Electrostatic force,electric field,electric potential,electric flux

[jasonlewiz]

Cube: 10 cm each side

Each q at the corner of the cube is +100 sc.

Find:

a) magnitude and direction of the electrostatic force at the center of the cube.
b) magnitude and direction of the electric field at the center of the cube of tq in place at this pt.
c) find the electric potential and work done if tq of 1000 sc is placed at the center of the cube.
d) what is the electric flux at the center of the cube.


My Solution:

a)

Sq1q9 = square root of (5 cm)^2+(5 cm)^2 = 7.07 cm
S29,S39,S49,S59,S69,S79,S89= 7.07 cm

Fq1q9=k[q1q9/(s19)^2 =1 dyne cm^2/sc^2[(100sc)(100sc)/(7.07cm)^2] = 200.08 dyne
Fq29,Fq39,Fq49,Fq59,Fq69,Fq79,Fq89= 200.08 dyne

x and y components

x axis

Fq19 = -200.08 dyne
Fq29 = 0
Fq39 = 200.08 dyne
Fq49 = 0
Fq59 = 0
Fq69 = 200.08 dyne
Fq79 = 0
Fq89 = -200.08 dyne

y axis


c.
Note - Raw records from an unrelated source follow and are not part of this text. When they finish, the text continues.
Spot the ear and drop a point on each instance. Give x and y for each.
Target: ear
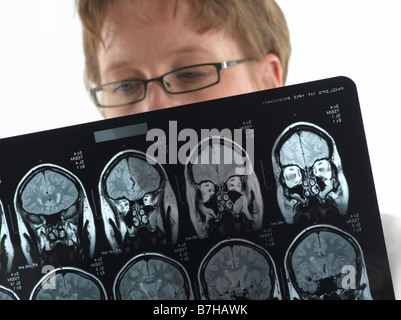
(271, 72)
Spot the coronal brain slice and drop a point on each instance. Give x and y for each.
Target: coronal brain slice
(139, 208)
(132, 178)
(322, 256)
(237, 271)
(311, 185)
(152, 278)
(71, 284)
(48, 192)
(222, 189)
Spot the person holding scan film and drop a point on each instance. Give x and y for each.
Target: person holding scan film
(146, 55)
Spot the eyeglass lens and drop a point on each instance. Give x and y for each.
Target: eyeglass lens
(178, 81)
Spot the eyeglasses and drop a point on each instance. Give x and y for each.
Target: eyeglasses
(183, 80)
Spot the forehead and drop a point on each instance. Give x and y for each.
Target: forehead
(146, 14)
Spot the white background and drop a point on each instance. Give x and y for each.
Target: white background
(41, 69)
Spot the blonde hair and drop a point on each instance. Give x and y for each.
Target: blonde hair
(259, 25)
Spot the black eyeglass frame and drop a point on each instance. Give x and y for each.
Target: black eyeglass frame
(219, 66)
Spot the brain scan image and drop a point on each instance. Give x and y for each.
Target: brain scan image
(238, 270)
(6, 247)
(152, 277)
(325, 263)
(7, 294)
(68, 284)
(55, 221)
(223, 192)
(311, 185)
(139, 208)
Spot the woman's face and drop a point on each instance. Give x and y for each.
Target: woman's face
(154, 41)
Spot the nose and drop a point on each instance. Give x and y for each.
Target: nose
(158, 98)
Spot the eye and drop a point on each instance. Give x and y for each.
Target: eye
(150, 199)
(207, 189)
(128, 87)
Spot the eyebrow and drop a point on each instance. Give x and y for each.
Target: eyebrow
(125, 64)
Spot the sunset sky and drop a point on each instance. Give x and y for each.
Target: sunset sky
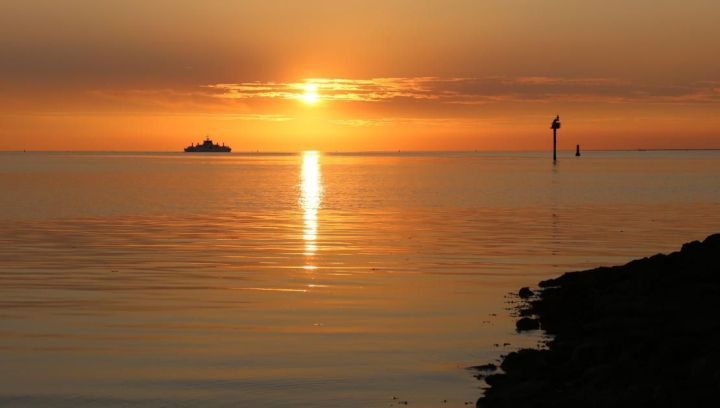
(359, 75)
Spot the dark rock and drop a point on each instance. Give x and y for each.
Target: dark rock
(642, 334)
(527, 323)
(525, 293)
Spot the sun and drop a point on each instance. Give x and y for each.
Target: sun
(311, 96)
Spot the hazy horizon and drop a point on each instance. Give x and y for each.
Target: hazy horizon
(432, 75)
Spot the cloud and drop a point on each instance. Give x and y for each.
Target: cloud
(474, 91)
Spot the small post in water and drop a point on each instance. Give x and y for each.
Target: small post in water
(555, 126)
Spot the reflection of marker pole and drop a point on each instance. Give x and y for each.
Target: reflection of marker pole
(555, 126)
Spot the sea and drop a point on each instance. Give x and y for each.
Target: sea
(310, 279)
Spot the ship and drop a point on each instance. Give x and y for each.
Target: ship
(208, 147)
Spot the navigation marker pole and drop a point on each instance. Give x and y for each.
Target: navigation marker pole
(555, 126)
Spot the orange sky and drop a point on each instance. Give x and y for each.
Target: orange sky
(410, 75)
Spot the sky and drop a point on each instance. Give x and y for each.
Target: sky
(359, 75)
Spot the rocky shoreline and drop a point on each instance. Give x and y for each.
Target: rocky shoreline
(645, 334)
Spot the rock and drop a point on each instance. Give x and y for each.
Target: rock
(527, 323)
(525, 293)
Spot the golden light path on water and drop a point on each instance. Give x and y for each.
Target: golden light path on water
(311, 191)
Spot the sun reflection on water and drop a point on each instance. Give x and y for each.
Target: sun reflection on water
(311, 190)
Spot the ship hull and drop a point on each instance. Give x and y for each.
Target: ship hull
(202, 150)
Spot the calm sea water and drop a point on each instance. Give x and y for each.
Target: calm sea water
(307, 279)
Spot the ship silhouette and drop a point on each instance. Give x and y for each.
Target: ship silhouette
(208, 146)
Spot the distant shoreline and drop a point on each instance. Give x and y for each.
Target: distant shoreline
(638, 335)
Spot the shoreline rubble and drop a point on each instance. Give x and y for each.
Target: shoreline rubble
(644, 334)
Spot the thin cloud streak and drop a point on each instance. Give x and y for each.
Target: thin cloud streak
(474, 91)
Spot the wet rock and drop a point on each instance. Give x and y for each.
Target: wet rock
(642, 334)
(525, 293)
(527, 323)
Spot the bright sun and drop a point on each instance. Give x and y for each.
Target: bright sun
(310, 97)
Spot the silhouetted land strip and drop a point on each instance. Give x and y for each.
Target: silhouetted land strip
(645, 334)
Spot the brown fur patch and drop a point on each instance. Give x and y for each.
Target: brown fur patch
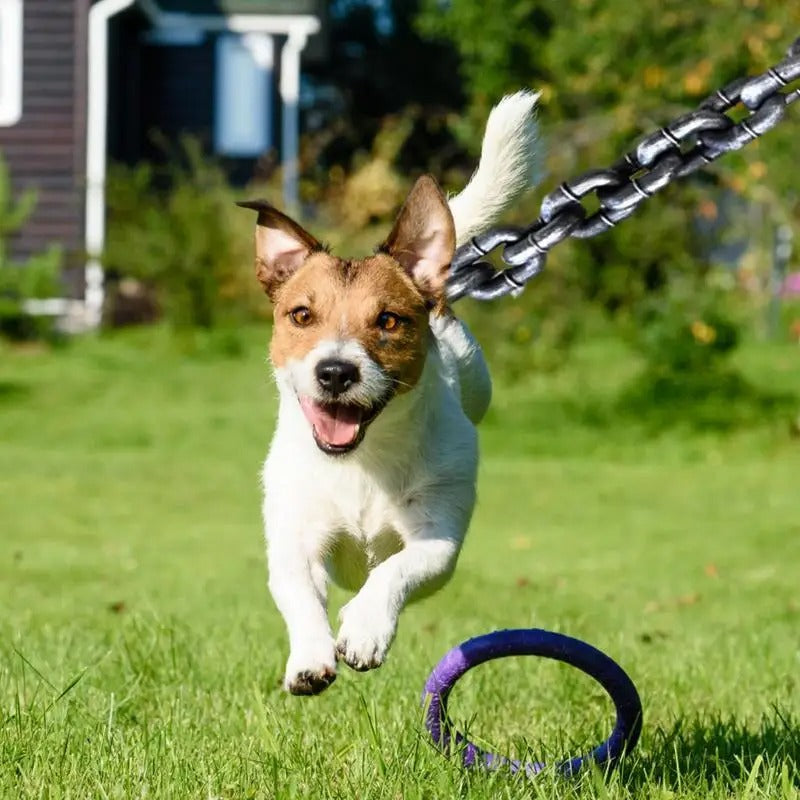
(345, 299)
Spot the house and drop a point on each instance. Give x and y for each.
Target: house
(86, 81)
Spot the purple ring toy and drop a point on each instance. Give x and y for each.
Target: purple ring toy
(532, 642)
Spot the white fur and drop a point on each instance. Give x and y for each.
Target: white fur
(388, 519)
(508, 167)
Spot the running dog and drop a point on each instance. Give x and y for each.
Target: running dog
(370, 477)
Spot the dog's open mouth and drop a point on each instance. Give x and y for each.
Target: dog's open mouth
(338, 427)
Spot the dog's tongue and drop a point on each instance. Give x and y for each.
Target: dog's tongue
(335, 424)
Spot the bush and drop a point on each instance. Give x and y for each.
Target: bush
(687, 335)
(178, 231)
(36, 278)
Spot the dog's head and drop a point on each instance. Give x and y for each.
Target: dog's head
(350, 334)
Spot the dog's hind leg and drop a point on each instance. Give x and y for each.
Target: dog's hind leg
(461, 351)
(369, 620)
(299, 588)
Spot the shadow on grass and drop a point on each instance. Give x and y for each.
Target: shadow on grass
(11, 391)
(716, 400)
(696, 752)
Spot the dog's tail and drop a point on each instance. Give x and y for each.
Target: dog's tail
(509, 166)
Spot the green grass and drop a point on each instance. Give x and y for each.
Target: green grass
(140, 654)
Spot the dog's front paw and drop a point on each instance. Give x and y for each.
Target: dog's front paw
(310, 669)
(365, 635)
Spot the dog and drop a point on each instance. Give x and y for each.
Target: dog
(370, 476)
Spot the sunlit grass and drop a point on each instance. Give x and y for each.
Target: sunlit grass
(140, 654)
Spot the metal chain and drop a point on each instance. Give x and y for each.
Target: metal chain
(686, 144)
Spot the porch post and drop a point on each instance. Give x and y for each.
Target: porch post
(290, 96)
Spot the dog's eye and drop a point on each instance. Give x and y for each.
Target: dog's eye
(301, 316)
(388, 321)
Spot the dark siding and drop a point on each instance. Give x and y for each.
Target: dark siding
(45, 150)
(179, 97)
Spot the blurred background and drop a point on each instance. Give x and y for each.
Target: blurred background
(130, 126)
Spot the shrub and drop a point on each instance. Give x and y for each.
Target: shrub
(36, 278)
(687, 334)
(178, 231)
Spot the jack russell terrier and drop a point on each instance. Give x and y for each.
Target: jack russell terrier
(370, 477)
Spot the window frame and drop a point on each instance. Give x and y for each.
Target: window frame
(11, 48)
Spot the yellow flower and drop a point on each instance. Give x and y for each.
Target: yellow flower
(702, 332)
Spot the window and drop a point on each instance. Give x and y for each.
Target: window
(243, 96)
(10, 62)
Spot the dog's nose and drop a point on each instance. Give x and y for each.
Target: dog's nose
(336, 376)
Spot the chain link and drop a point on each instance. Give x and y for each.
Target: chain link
(688, 143)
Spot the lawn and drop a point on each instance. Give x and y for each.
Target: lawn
(141, 656)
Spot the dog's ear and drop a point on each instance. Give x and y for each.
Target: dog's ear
(423, 239)
(281, 245)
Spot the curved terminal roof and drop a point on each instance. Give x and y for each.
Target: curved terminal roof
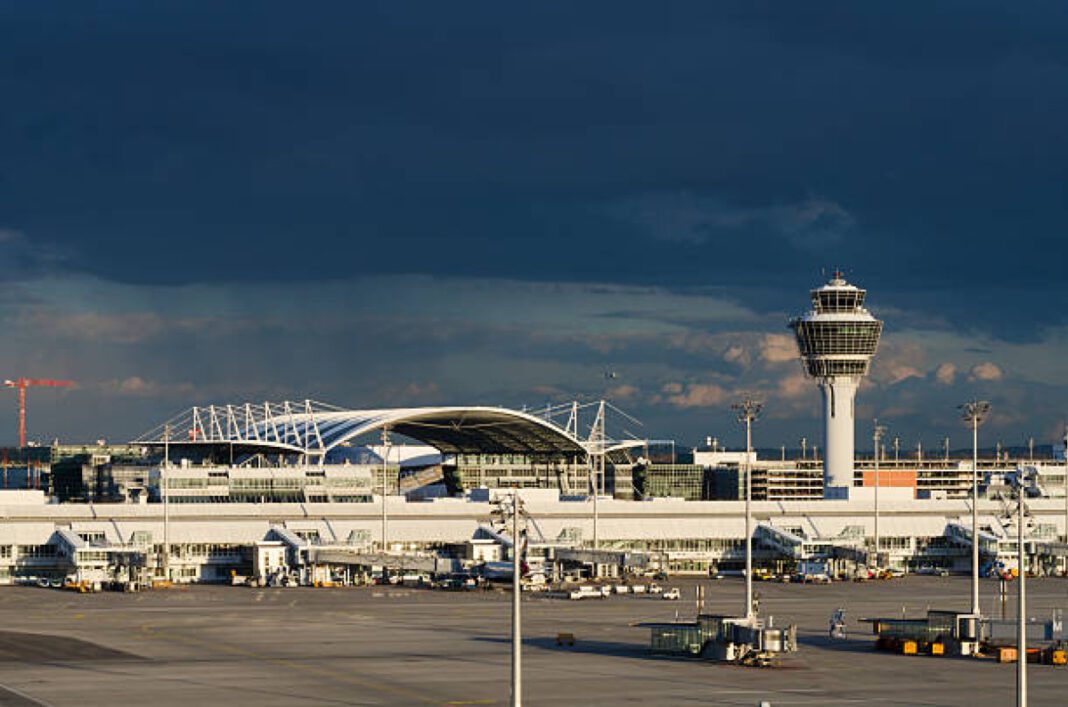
(316, 428)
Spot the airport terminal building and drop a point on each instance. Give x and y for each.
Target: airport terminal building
(257, 490)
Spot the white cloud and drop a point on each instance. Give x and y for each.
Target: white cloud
(779, 348)
(986, 371)
(945, 374)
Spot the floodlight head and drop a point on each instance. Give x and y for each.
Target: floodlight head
(748, 410)
(974, 411)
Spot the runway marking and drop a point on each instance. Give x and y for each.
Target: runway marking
(284, 662)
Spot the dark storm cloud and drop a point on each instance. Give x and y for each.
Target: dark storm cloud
(244, 143)
(696, 153)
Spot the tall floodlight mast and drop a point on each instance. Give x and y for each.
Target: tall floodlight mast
(974, 412)
(748, 411)
(837, 340)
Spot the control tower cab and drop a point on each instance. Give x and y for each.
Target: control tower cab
(837, 339)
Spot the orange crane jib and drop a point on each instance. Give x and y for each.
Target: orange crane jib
(21, 385)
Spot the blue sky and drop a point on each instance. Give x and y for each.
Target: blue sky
(409, 203)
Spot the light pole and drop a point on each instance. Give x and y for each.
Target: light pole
(877, 434)
(386, 456)
(1066, 491)
(749, 410)
(974, 412)
(165, 490)
(517, 675)
(1021, 658)
(508, 508)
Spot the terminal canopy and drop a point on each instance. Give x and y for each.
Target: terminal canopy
(315, 428)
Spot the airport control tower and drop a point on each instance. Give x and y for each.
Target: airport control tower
(837, 339)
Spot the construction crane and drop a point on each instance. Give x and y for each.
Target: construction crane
(21, 385)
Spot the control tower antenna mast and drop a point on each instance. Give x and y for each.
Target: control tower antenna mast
(837, 339)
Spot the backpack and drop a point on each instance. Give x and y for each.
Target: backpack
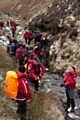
(11, 84)
(23, 54)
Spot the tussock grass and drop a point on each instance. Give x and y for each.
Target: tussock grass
(6, 62)
(40, 103)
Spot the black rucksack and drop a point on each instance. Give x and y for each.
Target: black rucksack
(23, 55)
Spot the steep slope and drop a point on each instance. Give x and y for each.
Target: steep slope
(25, 8)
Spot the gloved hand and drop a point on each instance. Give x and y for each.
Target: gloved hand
(62, 84)
(40, 77)
(28, 100)
(37, 78)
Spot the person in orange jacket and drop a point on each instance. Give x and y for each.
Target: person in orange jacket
(35, 72)
(70, 84)
(23, 93)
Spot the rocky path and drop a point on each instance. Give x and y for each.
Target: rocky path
(53, 81)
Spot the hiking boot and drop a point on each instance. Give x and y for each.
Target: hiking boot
(22, 118)
(72, 110)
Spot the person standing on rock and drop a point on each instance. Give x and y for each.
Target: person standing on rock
(23, 93)
(69, 82)
(35, 72)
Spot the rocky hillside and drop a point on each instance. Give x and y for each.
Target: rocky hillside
(24, 8)
(61, 22)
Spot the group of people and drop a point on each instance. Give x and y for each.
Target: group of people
(31, 69)
(69, 81)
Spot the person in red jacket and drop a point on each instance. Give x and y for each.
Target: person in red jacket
(13, 29)
(35, 71)
(28, 36)
(19, 51)
(70, 85)
(23, 93)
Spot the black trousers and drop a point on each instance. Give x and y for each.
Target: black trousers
(35, 83)
(70, 98)
(21, 110)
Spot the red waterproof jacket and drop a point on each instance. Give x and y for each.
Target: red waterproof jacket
(19, 51)
(13, 29)
(75, 74)
(28, 35)
(23, 88)
(34, 72)
(69, 81)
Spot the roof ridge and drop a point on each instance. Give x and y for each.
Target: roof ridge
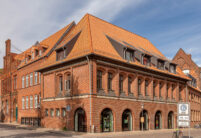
(117, 26)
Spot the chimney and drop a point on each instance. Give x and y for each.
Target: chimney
(8, 46)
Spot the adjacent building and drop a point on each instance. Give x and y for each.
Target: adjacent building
(96, 77)
(193, 71)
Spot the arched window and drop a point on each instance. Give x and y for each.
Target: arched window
(106, 120)
(80, 120)
(127, 120)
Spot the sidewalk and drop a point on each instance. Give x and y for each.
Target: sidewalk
(98, 135)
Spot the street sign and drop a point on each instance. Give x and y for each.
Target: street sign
(183, 108)
(183, 124)
(68, 108)
(183, 118)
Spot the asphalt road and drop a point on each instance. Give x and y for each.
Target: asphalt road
(12, 131)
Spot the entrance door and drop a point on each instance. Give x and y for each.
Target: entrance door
(158, 120)
(127, 121)
(80, 120)
(107, 121)
(170, 120)
(145, 124)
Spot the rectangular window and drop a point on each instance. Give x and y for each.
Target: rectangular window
(154, 89)
(146, 87)
(173, 91)
(139, 86)
(46, 112)
(22, 81)
(27, 102)
(52, 112)
(146, 60)
(36, 78)
(172, 68)
(109, 81)
(68, 78)
(22, 102)
(36, 101)
(99, 79)
(27, 80)
(7, 108)
(31, 79)
(57, 112)
(160, 89)
(31, 101)
(129, 84)
(129, 55)
(121, 79)
(167, 87)
(60, 83)
(63, 112)
(15, 83)
(180, 90)
(39, 77)
(161, 64)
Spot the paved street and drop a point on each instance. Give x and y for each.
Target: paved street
(13, 131)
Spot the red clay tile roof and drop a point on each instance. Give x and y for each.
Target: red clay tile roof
(93, 40)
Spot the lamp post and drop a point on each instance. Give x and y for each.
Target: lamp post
(142, 121)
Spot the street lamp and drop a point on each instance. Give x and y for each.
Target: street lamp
(142, 119)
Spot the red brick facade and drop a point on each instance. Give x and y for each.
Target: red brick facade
(91, 77)
(186, 63)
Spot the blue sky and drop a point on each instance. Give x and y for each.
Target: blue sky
(168, 24)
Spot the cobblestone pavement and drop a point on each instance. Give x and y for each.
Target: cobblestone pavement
(14, 131)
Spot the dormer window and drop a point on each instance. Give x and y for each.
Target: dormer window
(36, 52)
(146, 60)
(161, 64)
(40, 52)
(129, 55)
(44, 49)
(172, 68)
(29, 57)
(32, 55)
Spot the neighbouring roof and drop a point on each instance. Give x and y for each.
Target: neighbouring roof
(47, 43)
(92, 38)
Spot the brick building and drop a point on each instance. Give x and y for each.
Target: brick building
(193, 71)
(94, 76)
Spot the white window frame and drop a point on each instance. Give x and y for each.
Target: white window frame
(7, 106)
(31, 79)
(39, 77)
(23, 103)
(36, 101)
(36, 78)
(27, 102)
(57, 112)
(52, 112)
(31, 101)
(22, 81)
(27, 80)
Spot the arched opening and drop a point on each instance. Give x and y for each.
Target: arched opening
(15, 111)
(80, 120)
(107, 120)
(171, 120)
(158, 120)
(127, 120)
(144, 121)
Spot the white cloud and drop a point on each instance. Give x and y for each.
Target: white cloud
(26, 22)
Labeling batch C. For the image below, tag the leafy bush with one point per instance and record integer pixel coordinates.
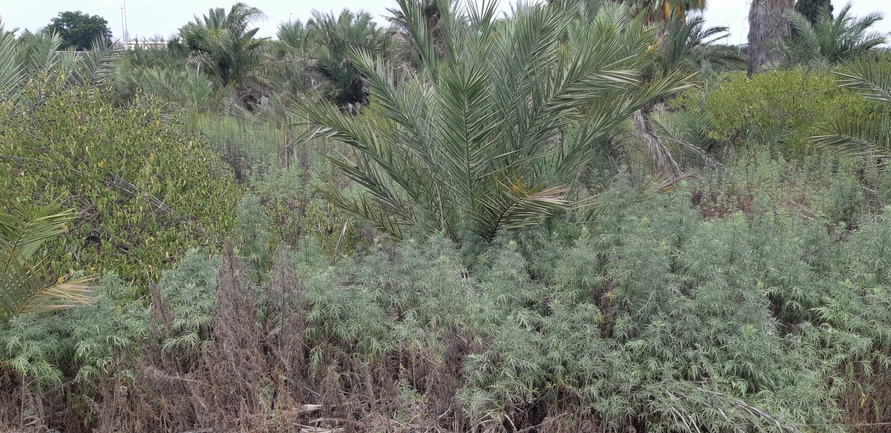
(779, 109)
(144, 190)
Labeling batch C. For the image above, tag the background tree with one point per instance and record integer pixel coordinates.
(830, 41)
(811, 8)
(335, 38)
(767, 25)
(221, 44)
(79, 30)
(868, 135)
(490, 136)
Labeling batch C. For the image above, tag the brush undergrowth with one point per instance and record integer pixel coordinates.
(660, 315)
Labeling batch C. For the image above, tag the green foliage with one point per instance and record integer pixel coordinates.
(830, 41)
(335, 39)
(461, 148)
(688, 45)
(38, 58)
(190, 290)
(222, 45)
(144, 190)
(779, 109)
(27, 285)
(80, 30)
(867, 135)
(284, 172)
(811, 9)
(252, 233)
(82, 343)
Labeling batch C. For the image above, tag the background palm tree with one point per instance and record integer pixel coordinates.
(33, 55)
(690, 46)
(26, 285)
(830, 41)
(493, 134)
(334, 38)
(767, 25)
(221, 45)
(868, 135)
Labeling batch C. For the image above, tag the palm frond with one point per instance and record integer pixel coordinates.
(867, 136)
(11, 74)
(27, 285)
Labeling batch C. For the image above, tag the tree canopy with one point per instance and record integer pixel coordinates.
(811, 8)
(79, 30)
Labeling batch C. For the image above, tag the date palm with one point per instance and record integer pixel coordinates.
(221, 44)
(869, 135)
(830, 41)
(26, 286)
(689, 45)
(491, 133)
(34, 54)
(767, 26)
(334, 38)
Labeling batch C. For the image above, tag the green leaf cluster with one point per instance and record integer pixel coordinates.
(780, 109)
(80, 30)
(144, 190)
(492, 133)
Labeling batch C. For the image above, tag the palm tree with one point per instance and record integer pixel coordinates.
(32, 55)
(334, 39)
(655, 11)
(25, 283)
(830, 41)
(689, 46)
(221, 45)
(492, 134)
(869, 135)
(767, 25)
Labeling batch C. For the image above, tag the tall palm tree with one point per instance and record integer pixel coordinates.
(492, 134)
(830, 41)
(688, 45)
(34, 54)
(221, 44)
(767, 25)
(26, 286)
(869, 135)
(334, 38)
(654, 11)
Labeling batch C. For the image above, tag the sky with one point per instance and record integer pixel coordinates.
(162, 18)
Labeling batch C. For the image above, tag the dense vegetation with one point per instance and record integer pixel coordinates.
(583, 216)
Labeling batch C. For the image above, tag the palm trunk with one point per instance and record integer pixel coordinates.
(766, 25)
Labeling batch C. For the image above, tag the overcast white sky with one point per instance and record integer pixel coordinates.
(148, 18)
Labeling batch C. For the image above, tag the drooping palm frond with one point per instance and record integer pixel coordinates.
(470, 142)
(221, 44)
(27, 286)
(688, 45)
(830, 41)
(867, 135)
(11, 75)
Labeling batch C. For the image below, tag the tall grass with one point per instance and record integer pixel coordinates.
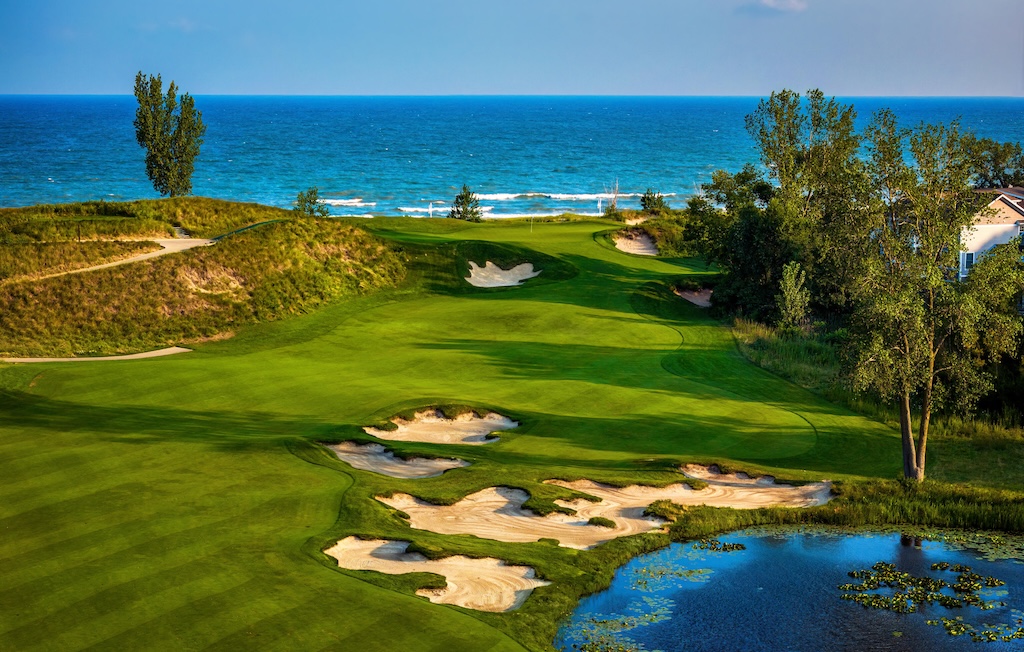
(810, 358)
(202, 217)
(257, 275)
(37, 259)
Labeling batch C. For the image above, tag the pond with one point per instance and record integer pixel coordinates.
(781, 591)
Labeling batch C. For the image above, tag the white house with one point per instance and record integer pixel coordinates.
(1001, 221)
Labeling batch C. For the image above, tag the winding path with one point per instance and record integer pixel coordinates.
(170, 246)
(171, 350)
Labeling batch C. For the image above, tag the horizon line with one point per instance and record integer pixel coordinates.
(515, 95)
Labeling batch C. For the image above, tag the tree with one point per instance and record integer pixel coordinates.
(810, 147)
(171, 134)
(793, 298)
(308, 203)
(466, 206)
(919, 336)
(653, 203)
(997, 165)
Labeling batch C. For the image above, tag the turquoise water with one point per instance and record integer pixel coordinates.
(523, 156)
(781, 594)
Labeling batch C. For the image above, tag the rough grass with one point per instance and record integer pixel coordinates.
(810, 359)
(183, 503)
(256, 275)
(202, 217)
(29, 260)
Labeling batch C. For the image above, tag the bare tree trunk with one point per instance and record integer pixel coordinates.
(906, 432)
(926, 418)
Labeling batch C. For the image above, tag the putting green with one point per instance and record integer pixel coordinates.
(171, 503)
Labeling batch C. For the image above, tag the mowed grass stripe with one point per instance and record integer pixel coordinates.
(604, 390)
(122, 549)
(84, 622)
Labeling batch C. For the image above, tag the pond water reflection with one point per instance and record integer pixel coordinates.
(781, 593)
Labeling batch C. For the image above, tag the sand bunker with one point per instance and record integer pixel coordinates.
(430, 426)
(636, 243)
(485, 584)
(696, 297)
(497, 512)
(379, 460)
(491, 275)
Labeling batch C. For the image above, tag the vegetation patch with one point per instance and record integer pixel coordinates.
(201, 217)
(257, 275)
(28, 260)
(883, 587)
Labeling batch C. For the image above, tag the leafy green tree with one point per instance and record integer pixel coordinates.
(997, 165)
(466, 207)
(653, 203)
(793, 298)
(171, 134)
(918, 336)
(811, 150)
(308, 203)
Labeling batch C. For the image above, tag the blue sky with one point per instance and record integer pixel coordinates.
(593, 47)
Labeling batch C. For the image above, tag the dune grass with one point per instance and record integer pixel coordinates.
(23, 261)
(182, 503)
(201, 217)
(258, 274)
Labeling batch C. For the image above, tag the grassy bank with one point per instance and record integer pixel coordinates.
(259, 274)
(982, 449)
(202, 217)
(18, 262)
(183, 503)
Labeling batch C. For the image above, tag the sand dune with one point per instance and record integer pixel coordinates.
(485, 584)
(491, 275)
(431, 426)
(696, 297)
(379, 460)
(497, 512)
(636, 243)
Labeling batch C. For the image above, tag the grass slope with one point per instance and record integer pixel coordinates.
(181, 503)
(257, 274)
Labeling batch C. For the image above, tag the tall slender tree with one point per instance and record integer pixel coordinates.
(171, 132)
(919, 336)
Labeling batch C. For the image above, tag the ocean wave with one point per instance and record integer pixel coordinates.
(509, 216)
(440, 208)
(357, 203)
(558, 197)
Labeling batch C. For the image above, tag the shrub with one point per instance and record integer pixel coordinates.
(466, 206)
(308, 203)
(653, 203)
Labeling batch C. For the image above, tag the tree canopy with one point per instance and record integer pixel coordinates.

V= 1 dyne cm^2/sc^2(100/7.07)x8
V= 113.12 dyne. cm

d. Eq = 800 sc x 1 C/1x10^9 sc = 8x10^-7 C

electric flux = 8x10^-7 C/8.85x10^-12 C^2/Nm^2
electric flux = 90,395.48 Nm^2/C

I can't answer letter a and b because I don't know how will I draw the free bodied diagram of it. I attach a drawing so you can see where I place the charges. I hope you can help me :) thanks

 

[graphene]

Try to imagine the filed at the center due to one of the charges and see if gets canceled due to the field of any other charge.

 

[merryjman]

the wording is wrong, i think. part A must involve a tq, and part B cannot. additionally, you do not want to calculate S19, S29, etc. rather, you want S1C (distance from 1 to center of cube), S2C, etc.

however, as graphene mentioned, this is a very tedious way to solve parts A and B. It is easier to use symmetry arguments.